Чтобы это понять, достаточно сделать обратный перевод на русский язык переведённого на японский с русского языка стих любого из наших известных поэтов, к примеру, «Я Вас любил…» Александра Сергеевича Пушкина: «Я пишу Вам („гидзё“ – женщина высокого положения) о том, что, несмотря на то, что из моего сердца любовь к Вам ещё не исчезла, я больше не буду Вас беспокоить своими чувствами и не хочу заставлять Вас грустить…» Не более, чем уведомительное письмо мужчины, бросающего любовницу. От возвышенной поэзии и изящной рифмы осталась лишь банальная проза. Японцы высоко ценят и знают произведения Чехова, Достоевского, Толстого благодаря блестящим переводам прозы, но почти не имеют представления о поэзии Пушкина и других наших замечательных поэтов. Можно перевести всё почти дословно, но невозможно передать прозой дух поэзии, присущий нашим шедеврам, и, наоборот, отразить нашей прозой глубину смысла, красоту звучания и письменного изящества японских традиционных стихов.

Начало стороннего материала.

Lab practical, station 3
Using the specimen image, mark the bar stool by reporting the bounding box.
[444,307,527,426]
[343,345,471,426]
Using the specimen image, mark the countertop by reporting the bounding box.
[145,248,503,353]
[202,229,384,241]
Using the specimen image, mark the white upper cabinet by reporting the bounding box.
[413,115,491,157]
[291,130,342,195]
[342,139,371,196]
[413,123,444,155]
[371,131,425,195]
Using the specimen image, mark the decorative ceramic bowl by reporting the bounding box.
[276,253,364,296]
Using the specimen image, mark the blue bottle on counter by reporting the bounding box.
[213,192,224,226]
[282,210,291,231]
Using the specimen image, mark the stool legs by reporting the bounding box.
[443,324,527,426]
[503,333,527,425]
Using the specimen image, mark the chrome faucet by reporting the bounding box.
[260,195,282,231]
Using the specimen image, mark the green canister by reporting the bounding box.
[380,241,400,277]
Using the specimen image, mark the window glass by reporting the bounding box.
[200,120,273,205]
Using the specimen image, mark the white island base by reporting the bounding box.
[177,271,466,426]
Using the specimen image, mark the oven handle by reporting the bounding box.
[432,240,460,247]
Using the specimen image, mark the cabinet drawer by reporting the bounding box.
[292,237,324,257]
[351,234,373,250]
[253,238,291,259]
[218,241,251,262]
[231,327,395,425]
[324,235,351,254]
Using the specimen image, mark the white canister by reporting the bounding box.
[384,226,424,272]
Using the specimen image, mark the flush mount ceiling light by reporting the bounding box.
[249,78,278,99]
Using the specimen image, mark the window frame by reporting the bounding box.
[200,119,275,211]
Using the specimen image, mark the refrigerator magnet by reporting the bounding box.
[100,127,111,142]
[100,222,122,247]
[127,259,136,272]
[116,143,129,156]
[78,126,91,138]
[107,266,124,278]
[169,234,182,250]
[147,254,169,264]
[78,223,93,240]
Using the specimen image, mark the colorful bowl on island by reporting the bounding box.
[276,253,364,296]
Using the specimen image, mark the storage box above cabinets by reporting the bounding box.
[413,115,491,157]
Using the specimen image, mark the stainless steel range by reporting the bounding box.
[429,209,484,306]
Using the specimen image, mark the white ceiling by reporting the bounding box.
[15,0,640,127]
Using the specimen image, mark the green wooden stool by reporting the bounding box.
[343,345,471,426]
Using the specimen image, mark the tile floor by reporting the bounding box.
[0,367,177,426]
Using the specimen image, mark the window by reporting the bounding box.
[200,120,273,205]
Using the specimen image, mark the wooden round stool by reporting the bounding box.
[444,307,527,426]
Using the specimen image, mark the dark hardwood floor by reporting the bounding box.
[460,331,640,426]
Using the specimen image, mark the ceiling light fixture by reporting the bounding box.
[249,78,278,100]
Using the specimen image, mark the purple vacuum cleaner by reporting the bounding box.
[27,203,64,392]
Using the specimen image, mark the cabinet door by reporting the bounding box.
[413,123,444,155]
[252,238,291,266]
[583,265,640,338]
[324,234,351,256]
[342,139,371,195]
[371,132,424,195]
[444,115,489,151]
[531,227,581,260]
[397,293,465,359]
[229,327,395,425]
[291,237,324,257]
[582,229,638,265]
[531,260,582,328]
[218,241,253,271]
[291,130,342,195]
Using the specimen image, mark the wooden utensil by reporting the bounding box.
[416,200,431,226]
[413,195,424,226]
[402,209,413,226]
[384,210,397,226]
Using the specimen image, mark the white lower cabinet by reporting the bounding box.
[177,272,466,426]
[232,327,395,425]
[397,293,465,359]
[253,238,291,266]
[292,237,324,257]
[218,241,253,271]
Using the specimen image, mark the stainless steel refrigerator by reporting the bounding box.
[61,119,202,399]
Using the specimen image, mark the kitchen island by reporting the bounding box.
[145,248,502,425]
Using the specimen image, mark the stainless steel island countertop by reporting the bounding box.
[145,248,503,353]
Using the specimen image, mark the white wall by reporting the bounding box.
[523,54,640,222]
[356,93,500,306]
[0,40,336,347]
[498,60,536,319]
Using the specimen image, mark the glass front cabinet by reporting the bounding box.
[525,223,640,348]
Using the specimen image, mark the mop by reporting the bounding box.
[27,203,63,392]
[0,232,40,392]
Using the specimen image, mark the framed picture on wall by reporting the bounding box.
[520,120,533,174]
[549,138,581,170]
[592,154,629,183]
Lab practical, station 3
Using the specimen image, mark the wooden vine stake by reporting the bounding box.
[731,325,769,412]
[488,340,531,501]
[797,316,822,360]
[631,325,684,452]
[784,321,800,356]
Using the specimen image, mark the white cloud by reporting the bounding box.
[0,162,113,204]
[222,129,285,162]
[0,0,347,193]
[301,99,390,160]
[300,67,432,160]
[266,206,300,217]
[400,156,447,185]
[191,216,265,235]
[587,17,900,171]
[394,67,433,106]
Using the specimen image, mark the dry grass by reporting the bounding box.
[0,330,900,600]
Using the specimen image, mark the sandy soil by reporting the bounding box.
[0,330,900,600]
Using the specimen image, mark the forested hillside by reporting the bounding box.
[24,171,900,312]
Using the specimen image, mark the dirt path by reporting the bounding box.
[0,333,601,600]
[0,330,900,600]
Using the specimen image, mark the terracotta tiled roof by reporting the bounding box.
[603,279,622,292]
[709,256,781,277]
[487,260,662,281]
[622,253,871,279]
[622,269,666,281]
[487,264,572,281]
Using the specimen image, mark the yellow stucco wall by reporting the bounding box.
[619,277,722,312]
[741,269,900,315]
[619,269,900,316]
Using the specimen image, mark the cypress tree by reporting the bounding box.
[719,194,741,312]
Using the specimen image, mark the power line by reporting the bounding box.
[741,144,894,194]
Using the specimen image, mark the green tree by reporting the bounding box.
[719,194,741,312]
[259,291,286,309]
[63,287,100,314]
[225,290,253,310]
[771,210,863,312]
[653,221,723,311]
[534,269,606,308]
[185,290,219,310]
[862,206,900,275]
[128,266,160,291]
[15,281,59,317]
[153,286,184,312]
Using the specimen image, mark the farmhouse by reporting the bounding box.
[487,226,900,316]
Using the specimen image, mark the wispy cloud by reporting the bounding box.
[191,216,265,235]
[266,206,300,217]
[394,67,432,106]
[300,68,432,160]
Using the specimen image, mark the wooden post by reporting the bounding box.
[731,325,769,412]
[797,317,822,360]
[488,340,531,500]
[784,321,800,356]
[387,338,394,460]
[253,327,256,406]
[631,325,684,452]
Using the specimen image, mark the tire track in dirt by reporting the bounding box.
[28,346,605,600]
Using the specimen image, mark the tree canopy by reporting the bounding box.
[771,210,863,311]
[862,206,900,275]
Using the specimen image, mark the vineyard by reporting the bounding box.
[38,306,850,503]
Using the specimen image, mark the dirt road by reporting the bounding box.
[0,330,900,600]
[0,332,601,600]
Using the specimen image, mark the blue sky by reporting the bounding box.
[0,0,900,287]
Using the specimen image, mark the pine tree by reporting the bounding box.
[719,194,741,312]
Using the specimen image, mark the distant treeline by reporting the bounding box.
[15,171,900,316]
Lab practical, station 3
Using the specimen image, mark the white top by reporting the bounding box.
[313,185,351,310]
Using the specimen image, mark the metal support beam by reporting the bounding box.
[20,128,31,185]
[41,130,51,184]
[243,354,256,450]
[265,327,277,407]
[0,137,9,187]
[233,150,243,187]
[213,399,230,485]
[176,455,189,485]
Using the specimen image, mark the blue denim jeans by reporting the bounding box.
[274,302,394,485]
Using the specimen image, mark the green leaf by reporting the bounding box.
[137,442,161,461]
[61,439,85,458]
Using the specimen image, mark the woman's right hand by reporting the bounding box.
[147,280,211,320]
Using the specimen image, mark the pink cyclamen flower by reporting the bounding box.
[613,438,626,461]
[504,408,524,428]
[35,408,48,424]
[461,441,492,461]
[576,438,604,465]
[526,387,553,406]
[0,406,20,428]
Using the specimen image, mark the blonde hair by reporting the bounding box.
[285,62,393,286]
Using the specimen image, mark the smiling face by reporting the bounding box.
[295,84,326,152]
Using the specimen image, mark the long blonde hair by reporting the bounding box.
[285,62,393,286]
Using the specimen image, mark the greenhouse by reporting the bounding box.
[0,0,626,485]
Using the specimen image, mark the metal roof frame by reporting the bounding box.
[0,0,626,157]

Многие годы творчество Басё меня почти не привлекало, и я с равнодушием относился к казавшимся странными в русском варианте стихам поэта. Надолго запомнил только вызвавшее у меня улыбку хайку про лягушку.
Но со временем я увлёкся сочинением стихов и однажды сделал попытку перевести одно из хайку Басё рифмой, заметив смысловое искажение в переводе. Надо сказать, что ошибочных переводов масса и особенно много их на современных русскоязычных интернет-сайтах. Конечно, всё дело в возможности широкого толкования слов старого языка и зачастую в скрытом за иероглифами философском смысле стихов Басё, поэтому подвергать критике авторов переводов я не вижу смысла, поскольку могу предположить, что некоторые «вольности» в моих собственных переводах многие тоже сочтут излишествами.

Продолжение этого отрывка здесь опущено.